Fig.2- Living plasmodium parasite nuclei labelled with DAPI inside a living red blood cell.
Multi-colour imaging is important for co-localization studies and because our rotator imaging paradigm does not involve moving the optical plane, it is devoid of axial chromatic aberrations. Fig.3 illustrates one example of dual-colour measurements using this approach. An H2-histone (green) expressing living lymphocyte, infected with Theileria parva was transfected with a JNK dominant negative vector known to induce apoptosis. The cell was co-labelled with annexinV (red) and visualised inside the cell-rotator device, and selected multiple angles of view, captured in just a few seconds are shown, giving a priori an extensive appreciation of multi-colour 3D structure from different view points.
Fig.3- Living lymphocyte expressing H2-histone (green) and labelled with AnnexinV (red).

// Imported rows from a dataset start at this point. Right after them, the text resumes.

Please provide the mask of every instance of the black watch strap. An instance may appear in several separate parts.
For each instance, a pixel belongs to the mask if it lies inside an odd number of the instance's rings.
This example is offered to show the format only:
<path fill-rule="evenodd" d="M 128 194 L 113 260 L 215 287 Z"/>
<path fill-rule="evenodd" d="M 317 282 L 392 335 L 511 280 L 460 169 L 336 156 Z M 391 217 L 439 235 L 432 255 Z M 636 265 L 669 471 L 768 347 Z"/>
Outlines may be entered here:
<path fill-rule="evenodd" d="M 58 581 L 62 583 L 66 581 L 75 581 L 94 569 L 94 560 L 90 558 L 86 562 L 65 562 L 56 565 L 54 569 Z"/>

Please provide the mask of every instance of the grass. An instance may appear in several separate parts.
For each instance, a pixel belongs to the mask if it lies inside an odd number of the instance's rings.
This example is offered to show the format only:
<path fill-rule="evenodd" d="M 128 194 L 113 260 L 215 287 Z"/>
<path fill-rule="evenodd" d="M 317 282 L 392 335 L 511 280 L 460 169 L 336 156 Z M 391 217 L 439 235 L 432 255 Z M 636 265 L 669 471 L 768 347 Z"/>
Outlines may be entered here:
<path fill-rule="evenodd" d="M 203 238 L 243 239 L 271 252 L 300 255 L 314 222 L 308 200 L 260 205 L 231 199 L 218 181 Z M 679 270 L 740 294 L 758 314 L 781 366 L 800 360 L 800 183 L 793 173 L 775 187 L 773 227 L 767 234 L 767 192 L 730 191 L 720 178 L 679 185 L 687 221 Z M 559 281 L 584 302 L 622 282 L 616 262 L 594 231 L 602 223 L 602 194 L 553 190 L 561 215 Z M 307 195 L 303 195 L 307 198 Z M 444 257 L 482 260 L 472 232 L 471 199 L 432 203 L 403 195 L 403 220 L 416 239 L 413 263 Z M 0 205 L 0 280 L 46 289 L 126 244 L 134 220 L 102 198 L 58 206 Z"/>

Rotational stability is critical to the premise of our project, and in the final example (fig.4), we demonstrate that the rotator device is able to maintain reproducible rotation. A living HeLa cell (made non-adherent by trypsinisation) and stably expressing DsRed-labelled nuclear lamin, was trapped inside the dielectrophoretic cage and rotated around the x,y plane at a constant speed during 200s. An image series was recorded (one image per 204 ms), from which three example images are shown, separated by approximately 90°. In addition, the graph representation shows a measure of the rotation stability achieved using detection of intensity changes in two regions of interest through which a conspicuous fluorescent accumulation passes once during each full 360° rotation, and provides an internal-fiducial marker. Fourier analysis of the amplitude fluctuation indicates periodicity, whereby a full rotation occurred in just 5 seconds, and during this time was mapped by ~25 images (angular displacement of just 15° between images). Pertinently, this value reflects the angular shift used in single cell fluorescence tomography applications based on adhesion to glass capillaries, and repeated positional z-stack sampling following precise angular rotation of the specimen. This comparison invites the idea that cell-rotation image datasets can similarly be processed by image alignment followed by a novel tomographic reconstruction approach.
Fig.4 Nuclear DsRed-lamin inside living HeLa cell during stable rotation imaging.